# looking for my first offshore trip



## casthappy (Dec 29, 2013)

New to this site and just kind of browsing the threads. I'm interested in doing some offshore fishing. I looked into the big charter boats that leave out of galveston but fishing side by side 80 people isn't my idea of a good time. If anyone can help me out sometime, I will be more than willing to help out on gas and bait. I can also be ready on a moment's notice most of the time. Depending on what we would be fishing for I have my own tackle.


Thanks,
Justin


----------



## kevindog312 (Aug 26, 2008)

Justin, I am on occasion looking for crew for trips. What caught my eye about your post is indicating you can fish on short notice. That fits my approach pretty well. I pretty much can fish when I want and often don't make a final decision to go until a couple of days before based on how the forecast may be jumping around.

I fish out of Freeport on a twin engine 26 foot CC normally in the 50 to 90 mile range. We are normally on the water 10 to 12 hours unless we do an overnight for tuna. Usually fish with 4 to 5 people an split the 400 to $500 costs. Overnighters are a little more.

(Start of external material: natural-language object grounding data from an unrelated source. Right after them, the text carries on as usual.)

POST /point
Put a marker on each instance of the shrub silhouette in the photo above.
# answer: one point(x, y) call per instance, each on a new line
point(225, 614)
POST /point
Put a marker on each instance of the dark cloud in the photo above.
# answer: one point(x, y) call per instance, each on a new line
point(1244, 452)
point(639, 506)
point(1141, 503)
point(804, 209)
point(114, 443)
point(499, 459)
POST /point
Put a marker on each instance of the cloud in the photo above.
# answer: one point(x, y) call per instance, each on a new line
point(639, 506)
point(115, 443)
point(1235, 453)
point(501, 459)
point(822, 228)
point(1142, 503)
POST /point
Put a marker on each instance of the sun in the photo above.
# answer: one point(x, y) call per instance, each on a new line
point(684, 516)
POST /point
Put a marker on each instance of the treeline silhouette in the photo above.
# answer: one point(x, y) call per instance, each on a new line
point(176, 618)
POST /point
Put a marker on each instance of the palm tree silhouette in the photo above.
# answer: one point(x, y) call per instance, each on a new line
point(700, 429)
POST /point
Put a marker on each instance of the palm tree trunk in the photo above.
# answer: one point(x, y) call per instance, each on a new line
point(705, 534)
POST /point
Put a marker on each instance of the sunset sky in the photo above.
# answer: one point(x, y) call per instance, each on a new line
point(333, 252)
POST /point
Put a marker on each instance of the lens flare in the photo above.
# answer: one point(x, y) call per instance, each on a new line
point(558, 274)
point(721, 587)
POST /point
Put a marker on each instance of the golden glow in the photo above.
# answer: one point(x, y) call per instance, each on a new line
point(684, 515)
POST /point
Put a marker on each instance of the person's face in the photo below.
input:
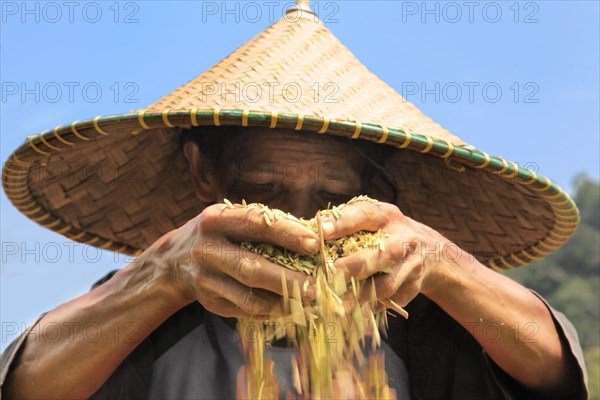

We pretty much fish for everything but bill fish. The attached is a summary of the 2013 season and will give you an idea of what we catch. If you are interested I will keep your post and check with you when I need crew. I probably won't start fishing again until April when grouper season opens.


----------



## casthappy (Dec 29, 2013)

Hey Kevin, thank you for replying to my post. I understand people back out of going fishing at the last minute and its hard trying to find someone to go on short notice. Thankfully I have a very understandiing wife that will allow me to go on such short notice. I'm sending you a PM with my contact information. I really enjoyed the watching the attatchment of your 2013 season and I look forward to getting on some fish in the 2014 season.

thanks,
Justin


----------